Fully 91% of respondents rated their health as good (45%) or excellent (46%). Of married respondents, 84% rated their marriage as “happy” or better. We considered Burden and QRS-F Stress separately because they are meant to be different constructs and are usually considered separately in the literature. However, they were highly correlated in this sample, r(102) = .77, p < .001. The mean Burden score was 19.4 (SD = 9.0) and the mean QRS-F Stress score was 8.0 (SD = 5.4).
Child age related negatively to Burden scores and Stress scores, rs(103) = −.51 and −.41, respectively, ps < .001, but positively to marital adjustment, r(71) = .24, p < .05. The child's diagnosis of mental retardation was unrelated to any well-being measure. The length of time in placement related negatively to Burden scores and Stress scores, rs(103) = −.46 and −.34, respectively, ps < .001. Thus, both stress and caretaking burden were lower when the family member was older and had been in placement longer.
Well-Being: Advantages and Disadvantages of Placement
Table 2 summarizes respondents' statements about advantages and disadvantages of placement “for the child.” Virtually all respondents (97%) stated advantages related to services the child received in the residential treatment facility, especially new opportunities for learning and growth, opportunities for social development, and professional care (e.g.,“Consistent discipline,” “She's around others to play with them,” “His medical problems are monitored 24 hours”). Many respondents (43%) also mentioned positive changes they had seen in the child's feelings and/or behavior, such as being happier or more productive (e.g.,“Feels independent,” “She has better self-esteem,” “Learned to control self”).

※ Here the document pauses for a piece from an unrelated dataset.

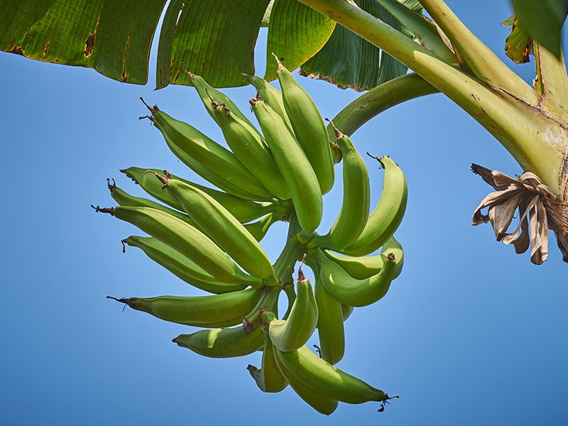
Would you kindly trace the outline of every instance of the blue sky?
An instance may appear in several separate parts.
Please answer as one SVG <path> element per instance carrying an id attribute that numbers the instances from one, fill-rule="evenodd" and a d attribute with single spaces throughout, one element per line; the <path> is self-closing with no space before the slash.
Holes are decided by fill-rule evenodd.
<path id="1" fill-rule="evenodd" d="M 448 4 L 501 55 L 508 2 Z M 155 60 L 154 51 L 151 68 Z M 528 82 L 533 63 L 515 67 Z M 496 242 L 488 225 L 471 226 L 490 187 L 470 164 L 522 170 L 443 96 L 398 106 L 353 135 L 361 152 L 388 155 L 405 173 L 408 206 L 396 234 L 405 261 L 388 294 L 346 322 L 338 366 L 400 398 L 382 413 L 373 403 L 341 404 L 325 417 L 290 388 L 261 392 L 246 369 L 260 364 L 260 354 L 199 356 L 171 342 L 187 327 L 105 298 L 199 294 L 139 251 L 123 254 L 120 240 L 136 229 L 89 207 L 113 204 L 107 178 L 139 193 L 119 172 L 131 165 L 194 178 L 138 120 L 147 114 L 141 96 L 220 140 L 193 89 L 155 91 L 151 82 L 126 85 L 8 53 L 0 53 L 0 70 L 2 424 L 566 424 L 567 265 L 553 239 L 549 260 L 535 266 L 528 253 Z M 300 80 L 324 116 L 357 96 Z M 226 92 L 245 111 L 254 94 L 251 87 Z M 368 165 L 373 205 L 383 174 Z M 324 198 L 322 229 L 340 205 L 337 186 Z M 284 231 L 276 226 L 263 241 L 272 259 Z"/>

Most respondents also noted disadvantages to the child of living elsewhere, most notably the lost advantages of family life. Here, the loss is stated from the child's perspective and is most often noted as losing contact and sharing with the family. (e.g.,“He loses his sense of belonging to a normal family unit,” “He loses the growing up together experiences with his sister,” “Not being with her parents”). About a third of respondents remarked, often quite poignantly, on the child's negative feelings, especially of rejection, desertion, loneliness, and anger (e.g.,“She feels unwanted and lonely sometimes. She needs a little more emotional stroking than she gets in a residential setting,” “He feels pushed out of the home—dropped off and ignored. Resents being out of home. Angry”). A smaller number of respondents indicated specific disadvantages of the placement itself, such as deficiencies in direct care and poor peer role models.
Table 2 also summarizes respondents' statements about advantages and disadvantages of placement “for me.” Virtually all respondents readily noted advantages, with 86% reporting increased peace of mind and/or reduced negative feelings, such as stress, burden, or guilt (e.g.,“Peace of mind knowing her needs are met,” “I'm not constantly worried or angry,” “I'm happy and relieved over my child's happiness”). Another common theme (43% of respondents) was that placement had made it possible for them to pursue personal interests, typically related to education, career, or self-development (e.g.,“I have time to concentrate on my job,” “Free time. A chance to attend school,” “Freedom to work on myself”). A theme noted by about a third of respondents was an improvement in family relationships or increased harmony (e.g.,“The household's not always in crisis mode”). Also, about a third of respondents commented on their reduced burden of care.
Most respondents (75.5%), however, also reported at least one disadvantage “for me” of placement. The most common theme was unease about not being able to fulfill the role of a parent—not being there to provide care and guidance in daily activities. Although some such unavailability would be the case with any placement, this theme may be stronger in the present sample, where the average family lived so far from the placement facility (e.g.,“I'm not there to comfort him,” “I don't get to see her grow up,” “Can't instill values long distance”).
About a third of the respondents indicated negative emotions, such as guilt and worry (e.g.,“Guilt because I couldn't fix it,” “I feel guilty and mixed up when he visits,” “Worry about whether she is ok”). Also, despite the previously noted reduction in personal stress, placement also brought new stress for some families, including the time involved in visitation, costs related to placement, and uncertainties of the service system (e.g.,“Constant stress about the state cutting funds, with disastrous results if he came home”).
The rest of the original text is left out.